The Cathedral's Main Facade
Drawing you in!
Just as a book cover is designed to intrigue and interest, the main facade of a building is meant to entice. The attention to detail by architect Kimball helps this "cover" invite you in to the beauty that is inside.
The huge bronze doors of the triple portal are framed in a Tuscan order with paired columns. The vertical elements of this classic base are carried upward to the three arched windows in contrasting rusticated pilasters, which recalls in design, the delicate craftsmanship of fine silversmiths. The great bronze doors were cast from original designs of the architect. Thomas Kimball. The casting of the doors was done in Boston, Massachusetts. They are marked by an absence of low relief work often found in bronze doors, and by the grill work above, really a part of the design of the doors.
Also on the west facade, in two lower niches are four foot statues representing Saints Isidore and Juan Diego. The former, a twelfth-century Spanish farmer, is the patron of the agricultural workers. Hard working, poor, yet generous, he is shown with his spade. It is said that angels helped him with his plowing so that he would have time for his devotions. Juan Diego, also a laborer, was a Chichimeca Indian who was walking to Mass when the Virgin Mary appeared before him in December 1531. Despite the cold, his coarse cloak, or tilma, was filled with fragrant roses and imprinted with the image of Our Lady of Guadalupe as proof of the miracle for his bishop. A basilica was built in her honor at the site of the vision, in present-day Mexico City. Our Lady of Guadalupe is patron of the Americas. The figures were chosen to represent the people of God in Nebraska and to recognize the contributions of Hispanic immigrants to the archdiocese.
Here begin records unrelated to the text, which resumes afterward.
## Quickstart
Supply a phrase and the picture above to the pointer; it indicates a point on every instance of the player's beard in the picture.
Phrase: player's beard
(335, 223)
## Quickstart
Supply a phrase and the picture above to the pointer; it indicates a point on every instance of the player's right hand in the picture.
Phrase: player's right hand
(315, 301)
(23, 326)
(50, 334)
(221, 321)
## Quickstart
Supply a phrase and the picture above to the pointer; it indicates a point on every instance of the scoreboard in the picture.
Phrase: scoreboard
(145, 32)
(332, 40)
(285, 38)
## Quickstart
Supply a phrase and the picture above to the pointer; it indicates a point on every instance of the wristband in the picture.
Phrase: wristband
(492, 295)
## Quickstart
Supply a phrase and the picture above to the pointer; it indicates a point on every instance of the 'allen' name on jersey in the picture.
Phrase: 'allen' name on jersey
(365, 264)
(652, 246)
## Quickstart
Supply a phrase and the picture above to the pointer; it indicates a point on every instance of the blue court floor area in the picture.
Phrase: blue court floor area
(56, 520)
The eye moves easily upward to the rose window, hanging like a jeweled pendant on the breast of the cathedral and upwards again to the baroque scrolls of the nave gable.
Reaching some two hundred twenty-two feet in the air, the tower completions were done by the Mainelli Construction Company at a cost of $135,000.
The towers are each crowned with a six-foot six hundred pound bronze cross and together, with the cross on the ridge of the center nave, form a completed "Trinity" - The Father, The Son, and The Holy Spirit. The south tower holds three cast bronze swinging bells weighing over six thousand six hundred pounds.